Wednesday, August 3, 2016

An Introduction to Convolutional Neural Networks


In one of my previous posts I showed how to build a neural network from scratch. Convolutional Neural Networks are a little more complex than the basic batch gradient descent model but the characteristics are largely the same. I will not be building a CNN from scratch (I would like to in the near future) instead, I want to go over the basics of how a CNN works, how it differentiates itself from a fully connected layer and why it preforms so well at computer vision tasks. I will provide another post where I will show how to code up a CNN which will get us a score of well over 99% accuracy on the MNIST training set. We can also try it out on some more interesting data sets as well.
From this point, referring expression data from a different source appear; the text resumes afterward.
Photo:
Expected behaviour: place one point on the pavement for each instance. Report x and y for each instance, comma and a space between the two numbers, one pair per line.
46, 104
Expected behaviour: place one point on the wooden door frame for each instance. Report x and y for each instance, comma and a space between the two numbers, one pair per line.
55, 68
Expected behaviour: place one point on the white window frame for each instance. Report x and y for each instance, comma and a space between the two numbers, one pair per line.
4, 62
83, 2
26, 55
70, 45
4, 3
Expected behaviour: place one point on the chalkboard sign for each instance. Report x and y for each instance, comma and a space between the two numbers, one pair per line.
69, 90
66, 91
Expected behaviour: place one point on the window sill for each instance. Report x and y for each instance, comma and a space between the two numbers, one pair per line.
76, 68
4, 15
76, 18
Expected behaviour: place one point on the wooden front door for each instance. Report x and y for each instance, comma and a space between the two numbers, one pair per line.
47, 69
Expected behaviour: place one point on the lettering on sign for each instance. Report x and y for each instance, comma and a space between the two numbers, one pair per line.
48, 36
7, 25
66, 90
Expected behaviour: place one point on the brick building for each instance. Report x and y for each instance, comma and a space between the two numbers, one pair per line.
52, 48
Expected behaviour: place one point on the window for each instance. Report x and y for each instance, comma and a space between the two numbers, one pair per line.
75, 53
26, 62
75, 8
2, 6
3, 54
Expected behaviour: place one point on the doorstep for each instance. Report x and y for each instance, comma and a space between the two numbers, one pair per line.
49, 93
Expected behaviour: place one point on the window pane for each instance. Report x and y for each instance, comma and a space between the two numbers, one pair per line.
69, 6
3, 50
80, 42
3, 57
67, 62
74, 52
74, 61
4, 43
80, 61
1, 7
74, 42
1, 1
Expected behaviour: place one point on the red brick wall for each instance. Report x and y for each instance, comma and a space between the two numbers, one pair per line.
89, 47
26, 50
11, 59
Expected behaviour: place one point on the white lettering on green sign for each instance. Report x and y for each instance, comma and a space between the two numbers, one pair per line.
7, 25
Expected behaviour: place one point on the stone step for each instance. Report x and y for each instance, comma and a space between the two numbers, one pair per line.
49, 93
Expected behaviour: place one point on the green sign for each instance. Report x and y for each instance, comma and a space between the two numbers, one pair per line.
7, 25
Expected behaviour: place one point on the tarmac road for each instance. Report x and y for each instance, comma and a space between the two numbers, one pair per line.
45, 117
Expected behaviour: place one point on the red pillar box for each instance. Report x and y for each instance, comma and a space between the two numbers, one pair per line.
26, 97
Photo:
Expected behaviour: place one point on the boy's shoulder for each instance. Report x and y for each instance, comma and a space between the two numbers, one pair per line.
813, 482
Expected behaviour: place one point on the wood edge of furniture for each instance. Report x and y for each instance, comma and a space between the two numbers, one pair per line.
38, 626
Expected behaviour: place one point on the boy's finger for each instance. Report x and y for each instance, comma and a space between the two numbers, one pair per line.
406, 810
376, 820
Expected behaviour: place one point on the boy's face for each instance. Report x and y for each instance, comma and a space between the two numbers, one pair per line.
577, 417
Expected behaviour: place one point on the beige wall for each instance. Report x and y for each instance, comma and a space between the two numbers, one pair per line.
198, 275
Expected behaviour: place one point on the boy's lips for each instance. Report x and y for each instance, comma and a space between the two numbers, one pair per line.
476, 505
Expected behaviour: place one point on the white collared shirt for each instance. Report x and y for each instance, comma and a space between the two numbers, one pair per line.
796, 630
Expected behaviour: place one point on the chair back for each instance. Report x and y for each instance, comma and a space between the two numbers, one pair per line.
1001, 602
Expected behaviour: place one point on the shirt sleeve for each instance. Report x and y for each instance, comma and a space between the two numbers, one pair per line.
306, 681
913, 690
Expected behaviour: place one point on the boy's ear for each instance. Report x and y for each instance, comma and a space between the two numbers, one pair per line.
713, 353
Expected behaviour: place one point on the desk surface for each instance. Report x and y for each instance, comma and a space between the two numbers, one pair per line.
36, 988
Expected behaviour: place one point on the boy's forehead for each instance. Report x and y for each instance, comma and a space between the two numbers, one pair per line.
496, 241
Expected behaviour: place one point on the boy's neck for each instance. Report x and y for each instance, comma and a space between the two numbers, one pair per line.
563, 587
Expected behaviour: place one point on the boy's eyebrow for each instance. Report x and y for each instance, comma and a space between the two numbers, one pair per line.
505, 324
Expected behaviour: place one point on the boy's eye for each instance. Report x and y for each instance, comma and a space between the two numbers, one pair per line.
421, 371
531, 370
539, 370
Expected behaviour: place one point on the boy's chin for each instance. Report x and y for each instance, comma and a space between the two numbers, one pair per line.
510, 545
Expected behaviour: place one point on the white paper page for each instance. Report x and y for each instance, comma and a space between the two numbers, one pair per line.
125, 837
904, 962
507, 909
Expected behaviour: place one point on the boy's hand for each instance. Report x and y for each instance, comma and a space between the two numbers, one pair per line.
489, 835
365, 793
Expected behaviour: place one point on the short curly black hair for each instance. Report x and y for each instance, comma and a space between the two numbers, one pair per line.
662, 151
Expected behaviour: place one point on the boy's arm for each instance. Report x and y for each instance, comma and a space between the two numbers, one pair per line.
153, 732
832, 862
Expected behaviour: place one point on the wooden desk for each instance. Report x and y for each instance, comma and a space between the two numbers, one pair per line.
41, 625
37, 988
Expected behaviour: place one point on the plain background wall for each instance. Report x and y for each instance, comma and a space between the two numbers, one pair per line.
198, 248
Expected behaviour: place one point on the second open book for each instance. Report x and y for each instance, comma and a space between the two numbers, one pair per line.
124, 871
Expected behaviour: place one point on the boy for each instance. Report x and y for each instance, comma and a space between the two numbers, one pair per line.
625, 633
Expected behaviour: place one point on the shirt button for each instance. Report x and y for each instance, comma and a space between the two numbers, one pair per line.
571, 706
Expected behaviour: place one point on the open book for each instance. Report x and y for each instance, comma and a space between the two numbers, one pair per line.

In order to understand why CNN's are so powerful let's first look at some of the problems which undue the fully connected network. A fully connected neural network consists of every neuron in layer $l$ having a connection with every neuron in layer $l+1$. For us to create a flexible network which adapts well to new information we want to include many hidden layers. A deeper network means more neurons which in turn give us the ability to learn more precise features. The problem arises however when we realize that with each successive layer we are adding more and more free parameters. The network must learn each of these free parameters, therefore deeper and deeper networks quickly become computational issues.  As we build the network deeper learning becomes slower as all the extra free parameters must be updated on each iteration. Another problem is that backpropagation with certain activation functions has a tendency to update weights closer to the output much faster than weights nearer the inputs. This is what is known as the vanishing gradient problem. Both of these problems contribute to deep, fully connected nets learning rather slowly and failing to converge at the global minimum. The CNN provides a solution to both of these issues.